Note that Carpet anemones (Stichodactyla type anemones) develop quite a few relationships/associations as well. The problem with "Carpet anemones" is that most are even harder to keep than Heteractis varieties (this is especially so for the more desirable ones such as Stichodactyla mertensii and the variegated form of S. haddoni. Another article will deal with Stichodactyla anemones.

With Heteractis anemones though, hobbyists run very little risk, if any at all, that the clownfish selected will not form a symbiotic relationship with any of these Heteractis anemones. They will, and will do so rapidly. It may, in fact, only take a few hours before the clownfish are swimming inside the anemone and have made it their home, so to speak.

Heteractis Anemones are certainly not considered to be the easiest ones to keep alive and thriving, in fact the Sebae variety, with its beautiful colors, usually does not survive for more than 6 to 8 months in captivity, rarely up to a year. At first this anemone will loose its color and then it will start to become smaller and flatten out. Its interior may become visible too. This is really a bad sign and is often irreversible. This fact is documented in many papers. Even Public Aquariums report this problem with Heteractis anemones, especially with the Sebae variety.

The photo below shows a Heteractis aurora anemone buried in the sediment with just the tentacles visible.

This is the case even though hobbyists take all precautions necessary to maintain real high water quality levels, prevent aggression and predation towards anemones, feed regularly, adjust the temperature and really adhere to strict maintenance and husbandry (a most important part of being successful at keeping anemones alive). Lately, though, some hobbyists report better success, especially those who feed the right kind of foods (see later) and those who, in addition to feeding also provide great amounts of lighting of the right intensity and spectrum. One of the aims of this article is to give you more insights in what exactly to do, to enable you to keep these anemones for long periods of time, not just a few months.

If the anemone you acquire has already lost most of its zooxanthellae, only real high intensity lighting will allow it to regenerate some or most of them.
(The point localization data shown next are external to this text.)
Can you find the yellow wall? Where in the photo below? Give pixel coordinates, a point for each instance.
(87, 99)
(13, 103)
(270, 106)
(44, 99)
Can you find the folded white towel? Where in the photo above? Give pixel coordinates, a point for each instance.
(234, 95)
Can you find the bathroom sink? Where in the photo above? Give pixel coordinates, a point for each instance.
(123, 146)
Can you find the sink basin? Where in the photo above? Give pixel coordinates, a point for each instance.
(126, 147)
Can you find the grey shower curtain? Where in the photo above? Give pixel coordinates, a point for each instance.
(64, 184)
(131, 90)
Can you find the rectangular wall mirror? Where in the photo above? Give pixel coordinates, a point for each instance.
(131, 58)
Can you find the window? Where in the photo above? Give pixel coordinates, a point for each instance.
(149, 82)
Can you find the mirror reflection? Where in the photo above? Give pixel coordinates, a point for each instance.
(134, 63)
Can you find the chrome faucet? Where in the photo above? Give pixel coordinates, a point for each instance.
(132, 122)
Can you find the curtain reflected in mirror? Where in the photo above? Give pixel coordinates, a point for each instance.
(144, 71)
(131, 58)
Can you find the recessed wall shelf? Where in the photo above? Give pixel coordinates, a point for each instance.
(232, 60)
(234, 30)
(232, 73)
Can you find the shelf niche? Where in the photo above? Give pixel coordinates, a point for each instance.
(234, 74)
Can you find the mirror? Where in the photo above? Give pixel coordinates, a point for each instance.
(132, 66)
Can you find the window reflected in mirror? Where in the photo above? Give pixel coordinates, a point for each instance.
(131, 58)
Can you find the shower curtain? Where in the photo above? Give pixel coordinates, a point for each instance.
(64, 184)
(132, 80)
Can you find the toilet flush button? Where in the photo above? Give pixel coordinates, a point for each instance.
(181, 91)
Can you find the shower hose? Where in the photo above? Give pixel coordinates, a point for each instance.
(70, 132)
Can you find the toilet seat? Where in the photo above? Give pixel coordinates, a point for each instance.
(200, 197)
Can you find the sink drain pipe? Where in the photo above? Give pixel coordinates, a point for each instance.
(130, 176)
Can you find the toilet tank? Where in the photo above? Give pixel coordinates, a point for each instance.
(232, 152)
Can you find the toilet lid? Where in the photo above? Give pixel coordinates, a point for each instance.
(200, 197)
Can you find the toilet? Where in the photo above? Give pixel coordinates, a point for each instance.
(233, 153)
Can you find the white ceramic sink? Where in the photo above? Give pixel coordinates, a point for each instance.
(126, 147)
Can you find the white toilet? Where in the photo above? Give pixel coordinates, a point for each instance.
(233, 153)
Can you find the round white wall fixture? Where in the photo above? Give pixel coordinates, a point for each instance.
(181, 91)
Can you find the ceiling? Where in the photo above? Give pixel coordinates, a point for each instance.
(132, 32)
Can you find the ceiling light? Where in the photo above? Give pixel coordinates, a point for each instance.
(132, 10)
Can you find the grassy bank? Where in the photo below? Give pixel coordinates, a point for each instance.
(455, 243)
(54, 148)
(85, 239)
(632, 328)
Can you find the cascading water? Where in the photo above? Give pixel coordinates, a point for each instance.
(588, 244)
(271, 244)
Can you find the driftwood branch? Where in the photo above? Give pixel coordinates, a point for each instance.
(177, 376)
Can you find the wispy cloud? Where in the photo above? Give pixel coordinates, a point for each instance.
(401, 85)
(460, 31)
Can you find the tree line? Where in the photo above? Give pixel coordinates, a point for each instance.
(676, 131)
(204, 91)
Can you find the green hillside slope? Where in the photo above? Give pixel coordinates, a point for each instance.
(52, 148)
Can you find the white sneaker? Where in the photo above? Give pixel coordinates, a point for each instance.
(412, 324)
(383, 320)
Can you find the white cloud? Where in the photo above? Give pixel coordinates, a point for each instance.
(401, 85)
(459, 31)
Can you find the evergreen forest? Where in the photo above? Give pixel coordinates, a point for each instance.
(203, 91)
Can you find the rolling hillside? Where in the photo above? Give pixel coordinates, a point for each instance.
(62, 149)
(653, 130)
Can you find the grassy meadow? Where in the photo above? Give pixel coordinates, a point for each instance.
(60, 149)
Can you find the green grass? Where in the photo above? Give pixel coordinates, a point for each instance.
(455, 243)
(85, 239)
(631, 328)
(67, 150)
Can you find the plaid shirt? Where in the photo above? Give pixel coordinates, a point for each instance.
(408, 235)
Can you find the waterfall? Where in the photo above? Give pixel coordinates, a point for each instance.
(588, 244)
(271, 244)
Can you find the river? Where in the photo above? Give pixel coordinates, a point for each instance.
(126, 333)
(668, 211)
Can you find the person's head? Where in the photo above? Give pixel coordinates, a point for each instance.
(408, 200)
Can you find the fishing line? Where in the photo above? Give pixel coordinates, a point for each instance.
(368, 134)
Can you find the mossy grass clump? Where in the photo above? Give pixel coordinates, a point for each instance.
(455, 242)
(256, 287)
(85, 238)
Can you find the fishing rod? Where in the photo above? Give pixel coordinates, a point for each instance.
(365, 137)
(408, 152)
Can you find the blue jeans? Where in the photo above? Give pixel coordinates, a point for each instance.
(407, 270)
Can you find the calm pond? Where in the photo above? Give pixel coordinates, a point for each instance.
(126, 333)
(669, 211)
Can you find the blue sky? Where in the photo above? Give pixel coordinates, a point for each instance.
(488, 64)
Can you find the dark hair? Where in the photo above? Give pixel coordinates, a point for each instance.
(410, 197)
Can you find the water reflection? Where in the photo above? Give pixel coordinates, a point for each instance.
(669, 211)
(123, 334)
By strong I mean the usage of metal halide lighting. Shoot for 5 or more watts per gallon of water in your tank. Many successful hobbyists use intensities approaching 7 to 8 watts per gallon and rely on the daylight spectrum to do so, (5500K.) or even better and higher spectrum lighting (6500K. or 10000K.) to illuminate their aquariums and, of course, these anemones. (K stands for degrees Kelvin)
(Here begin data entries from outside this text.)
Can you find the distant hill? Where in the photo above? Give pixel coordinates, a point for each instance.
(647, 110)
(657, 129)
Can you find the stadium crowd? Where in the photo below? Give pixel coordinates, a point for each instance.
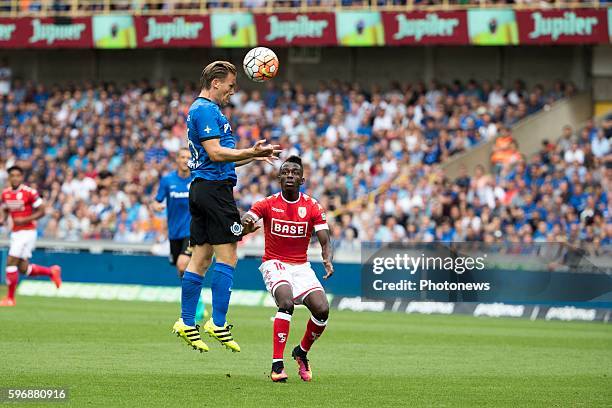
(96, 153)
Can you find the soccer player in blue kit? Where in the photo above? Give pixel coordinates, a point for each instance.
(174, 191)
(215, 222)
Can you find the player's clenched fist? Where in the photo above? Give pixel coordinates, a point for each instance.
(260, 149)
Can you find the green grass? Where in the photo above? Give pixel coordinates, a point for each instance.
(116, 354)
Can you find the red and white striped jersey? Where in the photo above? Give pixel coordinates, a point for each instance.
(288, 226)
(21, 202)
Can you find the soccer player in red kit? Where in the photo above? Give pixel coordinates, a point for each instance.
(289, 218)
(24, 206)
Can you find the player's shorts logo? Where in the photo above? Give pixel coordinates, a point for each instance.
(289, 229)
(236, 229)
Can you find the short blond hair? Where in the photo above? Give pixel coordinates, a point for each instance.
(216, 70)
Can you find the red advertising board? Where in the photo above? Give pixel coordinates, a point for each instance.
(580, 26)
(49, 32)
(173, 31)
(425, 27)
(283, 29)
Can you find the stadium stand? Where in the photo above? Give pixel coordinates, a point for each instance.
(97, 152)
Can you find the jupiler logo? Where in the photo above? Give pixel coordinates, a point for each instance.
(177, 29)
(569, 24)
(430, 26)
(52, 32)
(302, 26)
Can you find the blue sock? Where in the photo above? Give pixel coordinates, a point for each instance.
(221, 288)
(200, 310)
(190, 293)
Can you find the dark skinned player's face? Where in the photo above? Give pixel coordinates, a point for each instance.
(290, 177)
(15, 178)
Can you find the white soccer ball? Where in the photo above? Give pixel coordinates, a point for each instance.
(260, 64)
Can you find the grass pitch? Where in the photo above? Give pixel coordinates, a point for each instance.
(122, 354)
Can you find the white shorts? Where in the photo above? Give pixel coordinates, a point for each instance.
(22, 244)
(301, 278)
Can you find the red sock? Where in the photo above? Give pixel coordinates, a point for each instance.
(12, 279)
(282, 321)
(314, 329)
(38, 270)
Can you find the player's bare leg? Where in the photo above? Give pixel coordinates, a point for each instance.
(318, 305)
(15, 266)
(54, 272)
(282, 321)
(185, 326)
(221, 287)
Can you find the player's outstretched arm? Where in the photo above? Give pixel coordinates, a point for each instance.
(326, 252)
(38, 213)
(218, 153)
(269, 159)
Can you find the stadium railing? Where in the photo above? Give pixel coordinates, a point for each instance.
(100, 246)
(75, 8)
(529, 132)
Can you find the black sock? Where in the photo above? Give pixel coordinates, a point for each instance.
(277, 366)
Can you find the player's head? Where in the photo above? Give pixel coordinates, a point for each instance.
(15, 176)
(219, 79)
(182, 158)
(291, 174)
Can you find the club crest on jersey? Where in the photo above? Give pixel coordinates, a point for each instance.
(236, 229)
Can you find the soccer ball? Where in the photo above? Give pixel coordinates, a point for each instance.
(260, 64)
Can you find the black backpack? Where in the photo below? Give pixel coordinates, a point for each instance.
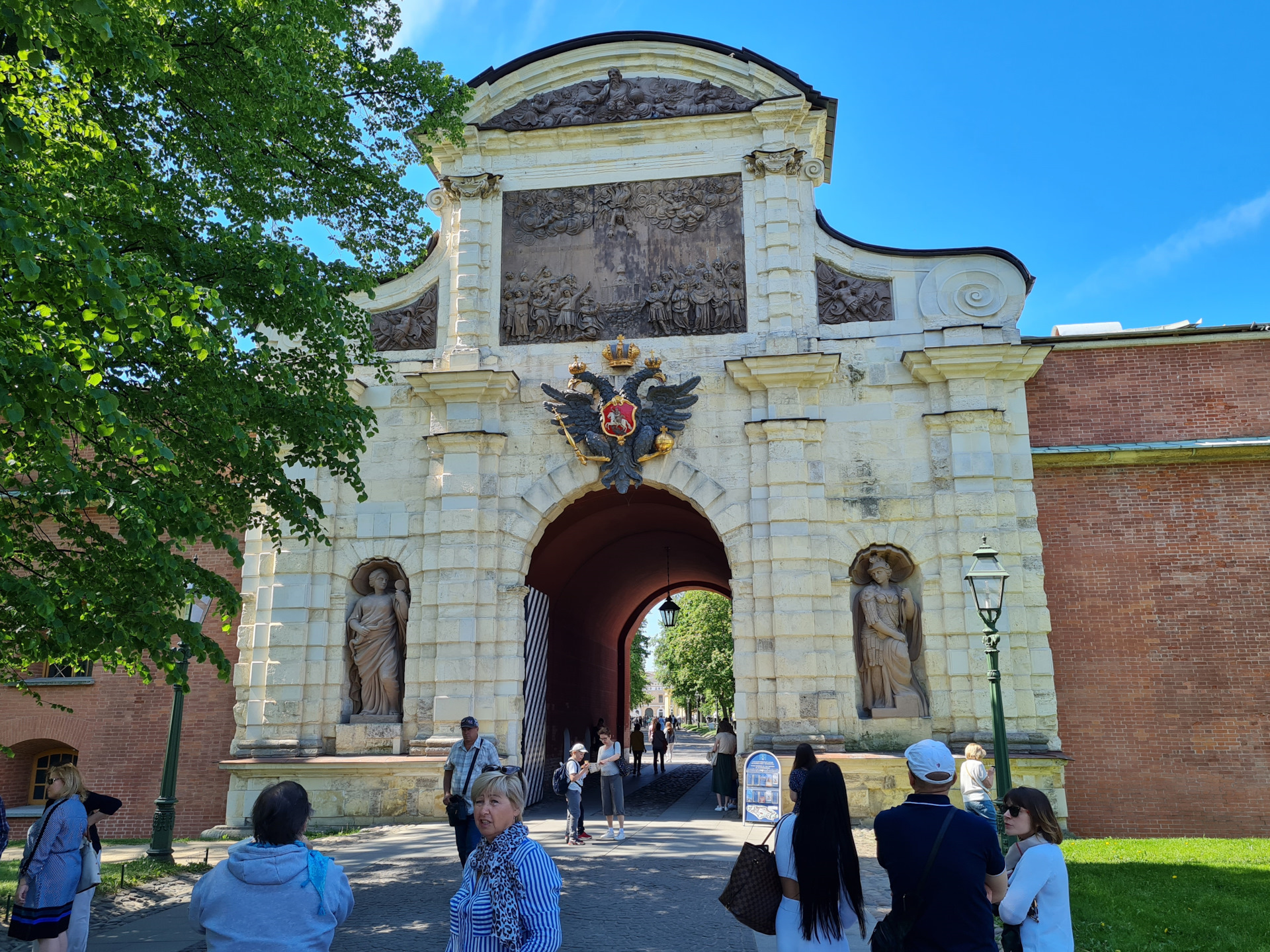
(560, 781)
Too little lighting intensity appears to be the major cause for the early loss of anemones. Not feeding appears to be the other one.

Of course, when you run that kind of lighting intensity, you must make sure that all nutrients levels (total nitrate, phosphate and silicate) are extremely low, lest you will have undesirable algae appear in your aquarium in no time. Watch out for phosphate and silicate concentrations in particular. The former will rapidly give rise to the growth of green stringy or slimy algae, and the latter mostly to brown ones (diatoms), although the brown can be real dark and remind you of black type algae (they are not in the majority of cases).
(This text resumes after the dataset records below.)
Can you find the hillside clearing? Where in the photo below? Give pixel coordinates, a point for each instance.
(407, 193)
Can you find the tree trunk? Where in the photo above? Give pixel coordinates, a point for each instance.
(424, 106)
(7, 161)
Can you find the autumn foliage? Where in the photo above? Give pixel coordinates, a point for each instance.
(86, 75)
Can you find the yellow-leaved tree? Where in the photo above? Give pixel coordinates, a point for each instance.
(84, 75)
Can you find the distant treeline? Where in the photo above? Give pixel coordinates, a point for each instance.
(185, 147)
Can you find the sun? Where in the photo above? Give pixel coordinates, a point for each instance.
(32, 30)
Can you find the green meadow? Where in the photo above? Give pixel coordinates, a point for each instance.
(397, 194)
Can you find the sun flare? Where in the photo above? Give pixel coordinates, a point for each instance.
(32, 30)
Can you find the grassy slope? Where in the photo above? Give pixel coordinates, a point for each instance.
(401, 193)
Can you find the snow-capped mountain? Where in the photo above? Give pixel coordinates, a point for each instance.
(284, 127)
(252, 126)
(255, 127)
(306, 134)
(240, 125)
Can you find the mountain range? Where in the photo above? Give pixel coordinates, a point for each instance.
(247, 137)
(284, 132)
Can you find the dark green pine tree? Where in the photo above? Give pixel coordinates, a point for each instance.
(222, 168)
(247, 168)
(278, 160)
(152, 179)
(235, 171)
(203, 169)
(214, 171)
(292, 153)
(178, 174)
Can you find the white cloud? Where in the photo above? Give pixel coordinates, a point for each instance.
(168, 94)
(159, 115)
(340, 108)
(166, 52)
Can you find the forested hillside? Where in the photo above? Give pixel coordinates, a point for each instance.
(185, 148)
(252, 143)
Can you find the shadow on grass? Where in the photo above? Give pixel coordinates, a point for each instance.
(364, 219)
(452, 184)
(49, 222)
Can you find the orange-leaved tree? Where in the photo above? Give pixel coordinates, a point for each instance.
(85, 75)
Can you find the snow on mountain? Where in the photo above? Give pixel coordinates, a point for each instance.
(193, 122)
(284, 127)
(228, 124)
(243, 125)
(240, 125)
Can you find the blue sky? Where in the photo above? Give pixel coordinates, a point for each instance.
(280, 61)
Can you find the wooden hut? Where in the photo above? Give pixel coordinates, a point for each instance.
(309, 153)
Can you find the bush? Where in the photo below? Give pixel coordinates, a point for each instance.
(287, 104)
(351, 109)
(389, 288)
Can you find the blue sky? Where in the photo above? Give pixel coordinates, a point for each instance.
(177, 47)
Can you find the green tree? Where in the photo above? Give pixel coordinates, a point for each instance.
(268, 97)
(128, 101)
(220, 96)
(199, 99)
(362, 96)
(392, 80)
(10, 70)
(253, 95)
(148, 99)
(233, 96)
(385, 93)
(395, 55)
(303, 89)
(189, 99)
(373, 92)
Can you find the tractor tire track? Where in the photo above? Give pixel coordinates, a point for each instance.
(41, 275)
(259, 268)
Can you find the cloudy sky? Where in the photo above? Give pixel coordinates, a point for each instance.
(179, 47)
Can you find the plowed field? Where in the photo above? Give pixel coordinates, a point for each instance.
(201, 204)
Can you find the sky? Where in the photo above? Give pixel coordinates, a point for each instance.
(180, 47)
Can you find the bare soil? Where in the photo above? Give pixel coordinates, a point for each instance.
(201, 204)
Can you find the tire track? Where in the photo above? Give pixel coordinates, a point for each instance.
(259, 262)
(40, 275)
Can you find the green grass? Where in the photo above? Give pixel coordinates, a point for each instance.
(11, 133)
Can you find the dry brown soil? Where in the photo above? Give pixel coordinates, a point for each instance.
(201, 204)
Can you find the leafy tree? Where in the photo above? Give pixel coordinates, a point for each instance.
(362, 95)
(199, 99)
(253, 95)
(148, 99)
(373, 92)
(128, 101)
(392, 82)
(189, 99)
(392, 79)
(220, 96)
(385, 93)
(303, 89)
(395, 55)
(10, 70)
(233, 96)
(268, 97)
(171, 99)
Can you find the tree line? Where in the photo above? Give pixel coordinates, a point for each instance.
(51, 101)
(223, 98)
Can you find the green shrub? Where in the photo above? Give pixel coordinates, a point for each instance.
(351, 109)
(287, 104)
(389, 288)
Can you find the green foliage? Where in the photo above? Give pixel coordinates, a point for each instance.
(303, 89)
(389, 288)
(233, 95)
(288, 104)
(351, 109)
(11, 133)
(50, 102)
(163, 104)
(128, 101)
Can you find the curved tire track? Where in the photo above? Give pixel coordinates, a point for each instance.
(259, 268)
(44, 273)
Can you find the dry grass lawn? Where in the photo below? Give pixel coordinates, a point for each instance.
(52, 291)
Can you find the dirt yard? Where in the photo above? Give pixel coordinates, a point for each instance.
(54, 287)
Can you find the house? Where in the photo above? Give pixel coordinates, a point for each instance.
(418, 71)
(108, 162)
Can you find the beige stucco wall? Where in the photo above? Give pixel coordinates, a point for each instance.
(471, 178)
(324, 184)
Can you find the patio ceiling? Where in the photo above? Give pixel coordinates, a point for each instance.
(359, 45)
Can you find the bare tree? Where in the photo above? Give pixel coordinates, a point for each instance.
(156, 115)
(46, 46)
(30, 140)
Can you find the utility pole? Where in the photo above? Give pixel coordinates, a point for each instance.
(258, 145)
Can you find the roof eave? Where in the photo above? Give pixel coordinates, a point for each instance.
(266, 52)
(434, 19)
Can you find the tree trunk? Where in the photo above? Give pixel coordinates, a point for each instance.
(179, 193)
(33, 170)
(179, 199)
If necessary, use compounds designed to lower phosphate and silicate based compounds dissolved in the water. Make the changes slowly. Do not use radical approaches that advocate the use of large amounts of these compounds. Use small amounts and change them frequently so that phosphate and silicate concentrations diminish gradually, not suddenly.

pH and salinity fluctuations need to be avoided at all cost, especially when they occur too rapidly. Anemones appear to be very sensitive to this, and to react negatively to any change in water chemistry that occurs in a short span of time (minutes usually). They can, however, cope very well with changes that occur over longer periods of time. For instance, temperature and pH fluctuations that occur slowly between day and night do not affect the animals adversily.